Kirschner has flirted as well with flea market kitsch. In the bedroom she shares with her lawyer husband, Aari Itzkowitz, she paired a custom upholstered platform bed with French Rococo-style nightstands sporting gilded hardware. The latter look like commercial reproductions rather than antiques. But that is the point. “I like elements of surprise,” she says. You wouldn’t expect pieces like those nightstands here. Nor would you expect a clown painting like the ones mass-produced in the 1960s in a colorful but largely traditional home in Long Island.
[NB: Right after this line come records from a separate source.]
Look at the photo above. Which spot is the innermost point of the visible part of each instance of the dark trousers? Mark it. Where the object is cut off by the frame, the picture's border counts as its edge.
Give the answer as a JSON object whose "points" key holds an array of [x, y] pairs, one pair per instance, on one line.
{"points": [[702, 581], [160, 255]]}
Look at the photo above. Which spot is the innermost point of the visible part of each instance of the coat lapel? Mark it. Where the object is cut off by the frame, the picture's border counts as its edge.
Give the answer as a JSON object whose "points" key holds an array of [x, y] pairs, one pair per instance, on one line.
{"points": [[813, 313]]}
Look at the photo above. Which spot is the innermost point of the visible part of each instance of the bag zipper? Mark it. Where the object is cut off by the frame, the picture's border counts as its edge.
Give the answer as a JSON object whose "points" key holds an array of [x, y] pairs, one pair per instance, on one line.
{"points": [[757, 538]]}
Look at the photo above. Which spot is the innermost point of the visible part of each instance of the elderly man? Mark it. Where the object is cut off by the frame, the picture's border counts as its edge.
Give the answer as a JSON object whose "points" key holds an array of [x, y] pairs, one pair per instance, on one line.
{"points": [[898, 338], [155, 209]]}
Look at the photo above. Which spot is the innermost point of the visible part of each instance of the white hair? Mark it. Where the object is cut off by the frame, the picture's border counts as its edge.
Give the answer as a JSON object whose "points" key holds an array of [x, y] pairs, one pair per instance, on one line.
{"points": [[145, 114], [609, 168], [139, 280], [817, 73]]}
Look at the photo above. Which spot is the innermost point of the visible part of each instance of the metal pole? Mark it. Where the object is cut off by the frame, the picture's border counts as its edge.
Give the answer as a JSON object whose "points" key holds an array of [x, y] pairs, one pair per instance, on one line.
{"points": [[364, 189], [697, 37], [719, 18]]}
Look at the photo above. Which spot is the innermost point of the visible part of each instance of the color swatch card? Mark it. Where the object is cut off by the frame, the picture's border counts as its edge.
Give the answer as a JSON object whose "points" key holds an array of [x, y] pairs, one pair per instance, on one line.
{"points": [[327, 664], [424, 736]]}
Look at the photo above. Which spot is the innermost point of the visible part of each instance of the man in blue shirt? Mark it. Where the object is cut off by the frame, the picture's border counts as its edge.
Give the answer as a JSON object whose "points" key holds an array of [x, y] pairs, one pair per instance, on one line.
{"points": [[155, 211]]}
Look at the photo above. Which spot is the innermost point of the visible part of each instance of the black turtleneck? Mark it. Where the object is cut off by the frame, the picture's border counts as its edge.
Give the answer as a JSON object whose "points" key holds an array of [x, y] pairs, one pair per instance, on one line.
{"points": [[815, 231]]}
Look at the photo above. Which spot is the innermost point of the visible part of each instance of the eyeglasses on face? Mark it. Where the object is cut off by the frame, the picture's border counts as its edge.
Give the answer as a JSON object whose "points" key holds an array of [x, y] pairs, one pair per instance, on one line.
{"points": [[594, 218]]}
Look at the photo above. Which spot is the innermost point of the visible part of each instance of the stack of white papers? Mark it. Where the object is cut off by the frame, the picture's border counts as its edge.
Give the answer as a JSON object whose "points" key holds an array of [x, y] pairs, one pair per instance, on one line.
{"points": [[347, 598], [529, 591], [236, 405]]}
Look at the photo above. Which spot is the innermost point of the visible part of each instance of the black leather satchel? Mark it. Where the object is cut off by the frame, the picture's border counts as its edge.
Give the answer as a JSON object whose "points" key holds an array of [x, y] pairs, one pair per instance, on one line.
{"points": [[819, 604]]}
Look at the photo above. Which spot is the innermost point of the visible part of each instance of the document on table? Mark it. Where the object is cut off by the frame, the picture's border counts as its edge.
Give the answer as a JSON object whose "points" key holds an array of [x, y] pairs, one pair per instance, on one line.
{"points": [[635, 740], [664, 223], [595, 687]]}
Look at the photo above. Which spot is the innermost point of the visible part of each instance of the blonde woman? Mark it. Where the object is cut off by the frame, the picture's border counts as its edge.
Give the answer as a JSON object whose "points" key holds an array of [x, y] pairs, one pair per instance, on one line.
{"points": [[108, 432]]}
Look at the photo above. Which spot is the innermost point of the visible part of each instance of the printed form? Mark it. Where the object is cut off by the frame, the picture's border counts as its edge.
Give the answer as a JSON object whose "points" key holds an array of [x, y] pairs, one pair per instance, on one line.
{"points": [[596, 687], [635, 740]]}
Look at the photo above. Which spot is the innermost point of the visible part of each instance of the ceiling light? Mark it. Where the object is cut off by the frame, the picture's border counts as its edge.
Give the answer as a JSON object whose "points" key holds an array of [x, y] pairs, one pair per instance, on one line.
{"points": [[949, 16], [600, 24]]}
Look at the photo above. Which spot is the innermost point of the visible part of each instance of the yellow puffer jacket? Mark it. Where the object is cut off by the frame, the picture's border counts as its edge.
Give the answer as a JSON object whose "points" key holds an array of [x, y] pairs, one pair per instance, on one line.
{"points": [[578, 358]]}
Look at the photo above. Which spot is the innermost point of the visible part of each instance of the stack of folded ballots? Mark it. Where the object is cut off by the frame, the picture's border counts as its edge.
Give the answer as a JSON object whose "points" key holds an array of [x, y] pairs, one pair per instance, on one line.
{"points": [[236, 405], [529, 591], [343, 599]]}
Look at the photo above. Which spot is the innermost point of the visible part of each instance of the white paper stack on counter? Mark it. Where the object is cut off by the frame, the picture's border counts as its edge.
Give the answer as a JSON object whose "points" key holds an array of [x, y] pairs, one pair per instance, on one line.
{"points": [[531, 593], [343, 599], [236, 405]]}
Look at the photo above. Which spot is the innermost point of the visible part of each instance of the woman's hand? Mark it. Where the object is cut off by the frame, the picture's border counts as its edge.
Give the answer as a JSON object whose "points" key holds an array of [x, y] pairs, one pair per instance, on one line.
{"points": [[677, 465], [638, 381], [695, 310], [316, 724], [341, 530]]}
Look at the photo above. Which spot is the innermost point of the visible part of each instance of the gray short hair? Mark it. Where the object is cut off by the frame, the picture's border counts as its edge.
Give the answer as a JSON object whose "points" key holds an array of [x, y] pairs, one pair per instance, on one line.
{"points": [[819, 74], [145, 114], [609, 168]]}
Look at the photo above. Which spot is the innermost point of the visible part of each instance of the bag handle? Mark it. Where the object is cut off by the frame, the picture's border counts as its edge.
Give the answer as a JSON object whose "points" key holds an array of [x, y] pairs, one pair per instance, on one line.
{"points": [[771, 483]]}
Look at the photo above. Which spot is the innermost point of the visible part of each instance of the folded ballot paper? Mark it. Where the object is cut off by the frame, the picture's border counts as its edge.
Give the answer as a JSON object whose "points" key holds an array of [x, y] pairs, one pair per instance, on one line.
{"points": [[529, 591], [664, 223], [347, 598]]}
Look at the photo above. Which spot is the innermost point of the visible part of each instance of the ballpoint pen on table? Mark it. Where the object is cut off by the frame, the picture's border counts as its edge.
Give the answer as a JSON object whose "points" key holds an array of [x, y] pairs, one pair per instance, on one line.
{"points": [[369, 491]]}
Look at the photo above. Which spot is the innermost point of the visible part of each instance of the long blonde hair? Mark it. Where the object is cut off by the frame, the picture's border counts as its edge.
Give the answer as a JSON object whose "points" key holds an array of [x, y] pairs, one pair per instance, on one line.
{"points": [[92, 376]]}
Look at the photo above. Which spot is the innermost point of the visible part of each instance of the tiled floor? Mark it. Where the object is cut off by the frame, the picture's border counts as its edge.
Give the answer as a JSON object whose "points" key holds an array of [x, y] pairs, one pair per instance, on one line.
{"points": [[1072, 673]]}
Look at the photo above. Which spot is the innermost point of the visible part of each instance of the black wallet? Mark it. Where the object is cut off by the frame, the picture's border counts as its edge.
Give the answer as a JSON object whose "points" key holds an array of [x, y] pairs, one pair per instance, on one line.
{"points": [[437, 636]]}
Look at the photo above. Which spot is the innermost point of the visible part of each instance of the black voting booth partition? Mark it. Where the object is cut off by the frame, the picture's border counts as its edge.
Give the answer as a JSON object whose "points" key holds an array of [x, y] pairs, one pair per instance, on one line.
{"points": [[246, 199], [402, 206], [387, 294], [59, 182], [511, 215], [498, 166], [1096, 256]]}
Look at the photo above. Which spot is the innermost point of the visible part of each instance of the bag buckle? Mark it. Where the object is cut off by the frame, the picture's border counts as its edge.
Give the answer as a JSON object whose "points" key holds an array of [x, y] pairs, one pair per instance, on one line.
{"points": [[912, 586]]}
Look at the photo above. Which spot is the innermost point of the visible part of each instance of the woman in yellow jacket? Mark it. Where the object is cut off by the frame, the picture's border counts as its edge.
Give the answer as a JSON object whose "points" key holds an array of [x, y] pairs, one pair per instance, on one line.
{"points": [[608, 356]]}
Lastly, as exemplified by her sweater set, she embraces sparkle. “I don’t use shimmer loosely,” she insists. “When I use it, it’s for a specific purpose. Shimmer creates extra depth and makes things less flat.” It is also part of her broader inclination to mix textures.
But this is hardly the end of Kirschner’s story. “I don’t get attached,” she says, displaying some of the restlessness she seems to have inherited from her mother. “I’m bored and want to do something new. I have other ideas I want to try, so I’ll move on — maybe something a little more outrageous.” We can hardly wait.